While the Centers for Disease Control and Prevention this week included Louisiana in an advisory warning people about a high number of measles cases across the country, the two cases reported in New Orleans do not indicate there is an outbreak, state health officials said Thursday.
The CDC's report listed 21 states in which the infectious disease was reported from January through July 14. Louisiana's cases involved unvaccinated persons who traveled or lived outside the U.S., said Dr. Frank Welch, the immunizations director for the state Department of Health. The cases were unrelated.
"Measles is not endemic in the U.S. anymore," Welch said. "This is not a measles 'breakout,'" meaning a disease that can be transmitted rapidly from person to person.

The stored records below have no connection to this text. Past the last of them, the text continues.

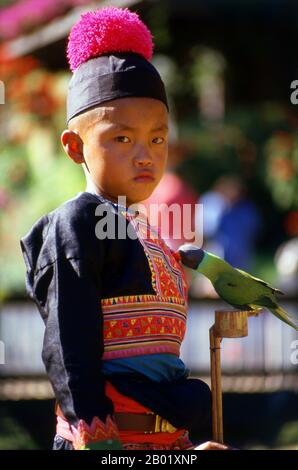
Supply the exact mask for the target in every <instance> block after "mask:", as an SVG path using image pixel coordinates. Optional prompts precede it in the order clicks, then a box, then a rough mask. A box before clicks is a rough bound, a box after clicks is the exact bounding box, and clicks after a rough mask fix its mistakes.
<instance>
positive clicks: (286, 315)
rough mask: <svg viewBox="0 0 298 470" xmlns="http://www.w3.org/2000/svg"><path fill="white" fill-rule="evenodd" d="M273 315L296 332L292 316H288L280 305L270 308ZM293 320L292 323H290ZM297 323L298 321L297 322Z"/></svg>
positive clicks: (297, 320)
mask: <svg viewBox="0 0 298 470" xmlns="http://www.w3.org/2000/svg"><path fill="white" fill-rule="evenodd" d="M270 310H271V312H272V313H273V315H275V316H276V317H277V318H279V319H280V320H281V321H283V322H285V323H287V324H288V325H290V326H292V328H294V329H295V330H296V331H298V324H297V323H295V317H294V315H290V314H289V313H288V312H287V311H286V310H285V309H284V308H282V307H281V306H280V305H276V307H275V308H270ZM292 320H293V321H292ZM297 322H298V320H297Z"/></svg>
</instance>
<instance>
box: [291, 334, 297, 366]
mask: <svg viewBox="0 0 298 470" xmlns="http://www.w3.org/2000/svg"><path fill="white" fill-rule="evenodd" d="M291 349H294V351H293V352H292V354H291V357H290V360H291V363H292V364H293V365H297V364H298V339H296V340H295V341H292V342H291Z"/></svg>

The U.S. has been "measles-free for 20 years," he said. "The MMR vaccine (measles, mumps, rubella) is very effective." Measles is still common in other parts of the world people traveling abroad should be current on their vaccinations, the CDC says.

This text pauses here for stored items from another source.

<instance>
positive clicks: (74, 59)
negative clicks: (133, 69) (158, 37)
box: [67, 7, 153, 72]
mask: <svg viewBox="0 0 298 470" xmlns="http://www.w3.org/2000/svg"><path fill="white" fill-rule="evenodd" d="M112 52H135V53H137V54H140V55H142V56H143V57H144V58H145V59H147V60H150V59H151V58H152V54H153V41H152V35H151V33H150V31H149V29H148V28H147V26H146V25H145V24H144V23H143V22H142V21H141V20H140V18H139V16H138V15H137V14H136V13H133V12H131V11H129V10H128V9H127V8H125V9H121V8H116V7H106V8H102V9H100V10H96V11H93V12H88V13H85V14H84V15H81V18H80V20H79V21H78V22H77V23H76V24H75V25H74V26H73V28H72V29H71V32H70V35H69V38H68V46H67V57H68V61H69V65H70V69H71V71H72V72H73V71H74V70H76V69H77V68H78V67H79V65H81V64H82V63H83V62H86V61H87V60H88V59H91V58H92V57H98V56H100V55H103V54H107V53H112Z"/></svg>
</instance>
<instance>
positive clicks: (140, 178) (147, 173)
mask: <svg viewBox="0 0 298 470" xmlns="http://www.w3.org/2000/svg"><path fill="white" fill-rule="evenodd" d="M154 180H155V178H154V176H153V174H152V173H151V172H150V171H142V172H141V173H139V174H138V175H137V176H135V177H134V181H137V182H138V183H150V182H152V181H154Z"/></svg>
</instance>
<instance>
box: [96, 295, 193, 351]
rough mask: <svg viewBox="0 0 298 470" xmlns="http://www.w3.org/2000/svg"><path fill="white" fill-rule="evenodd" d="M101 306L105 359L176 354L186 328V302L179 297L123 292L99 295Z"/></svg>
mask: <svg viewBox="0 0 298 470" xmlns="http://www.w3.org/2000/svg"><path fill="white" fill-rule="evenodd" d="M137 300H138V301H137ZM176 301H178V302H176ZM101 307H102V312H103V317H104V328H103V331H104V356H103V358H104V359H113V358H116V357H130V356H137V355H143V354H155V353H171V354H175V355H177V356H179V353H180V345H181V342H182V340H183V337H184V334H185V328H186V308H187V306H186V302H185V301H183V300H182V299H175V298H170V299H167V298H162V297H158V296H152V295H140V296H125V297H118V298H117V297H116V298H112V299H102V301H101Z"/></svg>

Measles is an extremely contagious viral illness with an incubation period of about 7 to 14 days. Symptoms include a high fever, a cough, runny nose and rash. The worst cases can lead to hospitalization or death.
In the CDC report, Louisiana had measles cases this year along with Arkansas, California, Connecticut, Florida, Illinois, Indiana, Kansas, Maryland, Michigan, Missouri, Nevada, New Jersey, New York, North Carolina, Oklahoma, Oregon, Pennsylvania, Tennessee, Texas and Washington. The District of Columbia was also on the list.
There was a total of 107 measles cases in the U.S., the CDC said. "The majority of people who got measles were unvaccinated," the agency said.
The first of the two measles cases reported by the state Department of Health came in April when a man unvaccinated against measles traveled from London to New Orleans for a single event, Wrestlemania, and came down with the disease, Welch said. The man, an otherwise healthy adult, was treated in a New Orleans hospital for four days.
"We followed up on 200 contacts" from the traveler's visit, none of whom became ill, Welch said.
The second incident in Louisiana this year was reported in May and involved a school-age child who had not received the MMR vacination and had traveled with their family to a country where measles is endemic, Welch said. The child was treated for several days in a hospital while on a break from school.
The state Department of Health followed up on more than 45 people who had been in contact with the child and none became ill, Welch said.
People are considered immune to measles once they have had the disease, but Welch said medical staff advised the parents to still have their child vaccinated, for protection against mumps and rubella.
The last time that Louisiana saw an incident of measles was a single case in 2009, Welch said.
Louisiana state law requires that children receive two MMR vaccinations, one at a year to 15 months of age and the second one at age 4, before they start school. The law applies to children attending public, private or charter schools and those who are home-schooled, Welch said.
Some colleges and universities require a booster vaccination, he said.
The state law allows exemptions from a child's MMR vaccination for religious or philosophical reasons or for medical reasons, Welch said. Some children are allergic to some of the vaccine's components.
But, Welch said, almost all children in Louisiana receive the MMR vaccination before they enter school for the first time.
"We do not have a high exemption rate. In Louisiana, it's less than 1 percent," he said. "People in Louisiana take this very seriously."